Being a good editor involves a lot more than being an expert on grammar and spelling. Good editors work with writers through every step of the writing process.
They may set an editorial calendar to help writers come up with relevant topics to write about. They reorganize and restructure documents so that a writer’s words flow and make an impact. Good editors also research and fact-check to make sure what a writer says makes sense and doesn’t lead to embarrassment.
All of this requires an open line of communication between writer and editor, as well as a great deal of respect on both ends. Here are five tips to help editors keep the writer-editor relationship strong.
1. Remember who the writer is
Editors might make a lot of changes to a document, but one thing they should never mess with is the writer’s voice.
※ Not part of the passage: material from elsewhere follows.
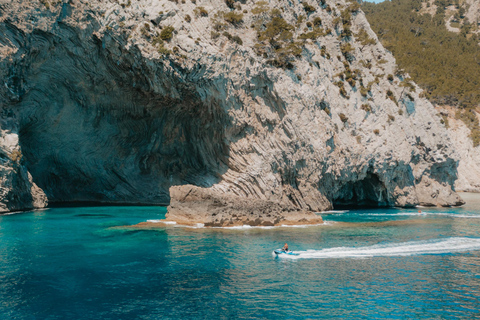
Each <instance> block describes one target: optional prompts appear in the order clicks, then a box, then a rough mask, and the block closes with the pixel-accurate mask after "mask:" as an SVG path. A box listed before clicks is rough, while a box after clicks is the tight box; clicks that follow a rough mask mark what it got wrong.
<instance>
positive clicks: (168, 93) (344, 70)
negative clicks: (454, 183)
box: [0, 0, 462, 224]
At the end of the editing process, the edited piece should still sound like the author wrote it.
This can be a challenge when working with a writer for the first time, whose voice you’re not yet familiar with. At this stage, you may be required to have a few in-person conversations and multiple rounds of editing to get the tone just right, but always remember whose name will be on the finished piece.
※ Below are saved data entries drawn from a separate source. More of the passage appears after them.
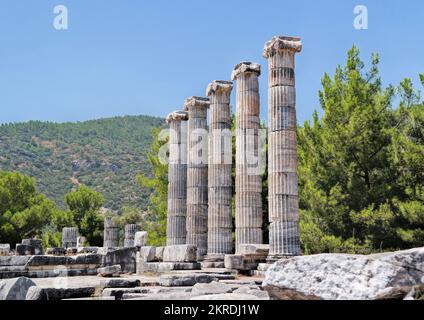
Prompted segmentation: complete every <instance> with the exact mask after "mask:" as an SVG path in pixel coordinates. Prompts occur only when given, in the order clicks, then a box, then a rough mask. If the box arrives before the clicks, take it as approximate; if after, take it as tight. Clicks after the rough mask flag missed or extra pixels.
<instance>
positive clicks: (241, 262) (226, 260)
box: [224, 254, 244, 270]
mask: <svg viewBox="0 0 424 320" xmlns="http://www.w3.org/2000/svg"><path fill="white" fill-rule="evenodd" d="M224 264H225V269H230V270H243V268H244V257H243V256H242V255H237V254H226V255H225V258H224Z"/></svg>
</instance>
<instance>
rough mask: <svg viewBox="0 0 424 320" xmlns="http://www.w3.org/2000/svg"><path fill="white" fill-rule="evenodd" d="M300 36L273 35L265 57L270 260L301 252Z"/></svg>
mask: <svg viewBox="0 0 424 320" xmlns="http://www.w3.org/2000/svg"><path fill="white" fill-rule="evenodd" d="M301 50H302V44H301V42H300V38H293V37H273V38H272V40H271V41H268V42H267V43H266V44H265V48H264V52H263V56H264V57H265V58H266V59H268V66H269V69H268V70H269V79H268V81H269V91H268V126H269V132H268V188H269V194H268V201H269V221H270V226H269V242H270V251H269V257H268V259H269V260H270V261H273V260H276V259H279V258H281V257H284V256H294V255H299V254H300V241H299V199H298V182H297V152H296V143H297V142H296V89H295V72H294V68H295V62H294V61H295V54H296V53H297V52H300V51H301Z"/></svg>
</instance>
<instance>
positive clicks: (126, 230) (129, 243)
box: [124, 224, 138, 248]
mask: <svg viewBox="0 0 424 320" xmlns="http://www.w3.org/2000/svg"><path fill="white" fill-rule="evenodd" d="M137 231H138V225H136V224H127V225H125V238H124V247H125V248H131V247H134V238H135V233H136V232H137Z"/></svg>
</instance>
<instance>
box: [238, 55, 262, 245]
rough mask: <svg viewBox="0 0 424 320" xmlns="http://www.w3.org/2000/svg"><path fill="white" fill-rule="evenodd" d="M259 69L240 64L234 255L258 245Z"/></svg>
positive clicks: (257, 64)
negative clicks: (246, 249) (234, 245)
mask: <svg viewBox="0 0 424 320" xmlns="http://www.w3.org/2000/svg"><path fill="white" fill-rule="evenodd" d="M259 75H260V65H258V64H256V63H250V62H242V63H239V64H238V65H237V66H236V67H235V69H234V71H233V74H232V78H233V80H237V111H236V252H238V247H239V245H240V244H261V243H262V241H263V239H262V220H263V218H262V196H261V193H262V179H261V170H260V169H261V166H260V150H259V148H260V143H259V141H260V139H259V129H260V119H259V111H260V100H259V83H258V82H259V81H258V76H259Z"/></svg>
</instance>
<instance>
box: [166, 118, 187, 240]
mask: <svg viewBox="0 0 424 320" xmlns="http://www.w3.org/2000/svg"><path fill="white" fill-rule="evenodd" d="M187 120H188V113H187V112H185V111H175V112H172V113H170V114H169V115H168V116H167V117H166V122H167V123H168V124H169V129H170V135H169V165H168V216H167V225H166V244H167V245H168V246H171V245H177V244H185V243H186V215H187Z"/></svg>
2. Know what you’re being asked to do
Some writers may want you to fix egregious errors only. Others might want substantial help with organization, consistency and style. It can be frustrating to be asked for a light copy edit when you know the piece needs so much more but, in many cases, this isn’t the editor’s call.
Know what’s expected of you before you start editing and deliver exactly what the writer asked for. Otherwise, you’ll have an unhappy writer who isn’t likely to work with you again.
3. Know your writer’s audience
Is the writer producing copy for print or the web? Are they writing for a broad audience or for experts in a certain field? How many people are likely to read the finished piece?
Learn everything you can about your writer’s audience. If you don’t think the writing makes sense for that audience, let your writer know and offer suggestions on how to fix things.
4. Meet your deadlines
This goes without saying. If you think you can’t meet a deadline, let the writer know immediately. But there should a very good reason. Maybe the scope of the project has changed completely or you’ve had a family emergency.
Even with a good reason, consistently missing deadlines is a great way to permanently damage the writer-editor relationship.
5. Communicate, communicate, communicate
Tips one through four mean you’ll need to be in close contact with your writer. Ask lots of questions along the way. For a novice writer, or one you’ve never worked with before, explain the changes you’re making so they make sense to the writer.
The right editor has the skills, expertise and finesse to make anyone’s words shine.